It is hard to know now why I first began writing Everything Under. Why that idea, rather than any other, was the one that finally stuck and could not be shaken loose. I was working on the collection of stories that would later become my first book, Fen. I had an itch to write something longer that would challenge me in a different way. I had become obsessed with the idea of retelling. I loved the act of destruction that was required, the way a new story could emerge from the bones of an old one. I had always been inspired by myth, particularly Greek myth, and its befuddlement of metamorphosis, beauty and violence. Friends were working on feminist retellings of Orpheus – the musician with his lyre who descends into the underworld to rescue his love – but I knew I wanted something darker.

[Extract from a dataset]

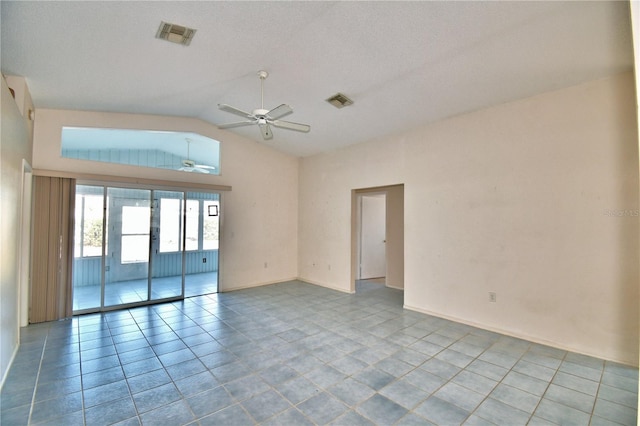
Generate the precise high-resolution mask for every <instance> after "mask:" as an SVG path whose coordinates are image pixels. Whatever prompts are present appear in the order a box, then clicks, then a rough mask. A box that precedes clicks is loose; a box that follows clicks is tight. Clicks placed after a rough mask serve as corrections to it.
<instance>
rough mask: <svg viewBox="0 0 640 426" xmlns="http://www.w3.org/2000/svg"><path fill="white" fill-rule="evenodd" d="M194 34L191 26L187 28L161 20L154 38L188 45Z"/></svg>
mask: <svg viewBox="0 0 640 426" xmlns="http://www.w3.org/2000/svg"><path fill="white" fill-rule="evenodd" d="M195 34H196V30H195V29H193V28H187V27H183V26H182V25H175V24H170V23H168V22H164V21H162V22H160V27H159V28H158V32H157V33H156V38H159V39H161V40H167V41H170V42H172V43H176V44H181V45H183V46H188V45H189V44H191V40H193V36H194V35H195Z"/></svg>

The myth I decided on is taut with violence and horror, a tumbling shocker of a story that drags you to its inevitable, fated end. I was drawn to the gaps I imagined I would be able to fill, the characters who seemed nearly silenced. I was reading short stories by Sarah Hall, Kelly Link, Claire Vaye Watkins and Karen Russell . I appreciated their bold weirdness, the way the normal was infected with strangeness. I was thinking a lot about the uncanny, the idea of home turned dangerous. I loved apocalyptic fiction with the sense of impending doom and nature turned villain. I carried a number of books around with me that I knew were doing something similar to what I wanted to do: All the Birds, Singing by Evie Wyld , Miss Smilla’s Feeling for Snow by Peter Hoeg, White Is for Witching by Helen Oyeyemi .
I could feel the idea of a story trembling inside me.
I’d written novels before but never successfully. I felt I was learning as I went along, fumbling for the right way. The first draft was no good. The second, third, fourth and fifth draft were also no good, the setting was wrong, or the voice or the characters. It was lifeless. I wrote quickly and deleted almost everything. I despaired, but I was also learning what the book was about, hacking the story out of the mess.
I don’t think there is magic in writing – but sometimes it does feel like digging for a box you know is buried. One summer, my partner and I borrowed a canal boat and motored around the Oxford waterways. The river was tangled and thick with undergrowth. I saw a dead sheep half submerged and began to almost believe that lurking roots and branches were creatures in the murky water. I’d been working on Everything Under for a few years and the setting had changed three or four times. The first night on the boat I couldn’t sleep for the noise of animals in the undergrowth and, perhaps, in the water; the cold through the hull. When I got home I began rewriting the book again and this time it was about a girl living on a boat with her mother and a boy who comes walking down the river towards them.
Everything Under is a book I have lived and fought with for nearly four years and it is both wonderful and terrifying to relinquish my hold and accept that it no longer belongs to me.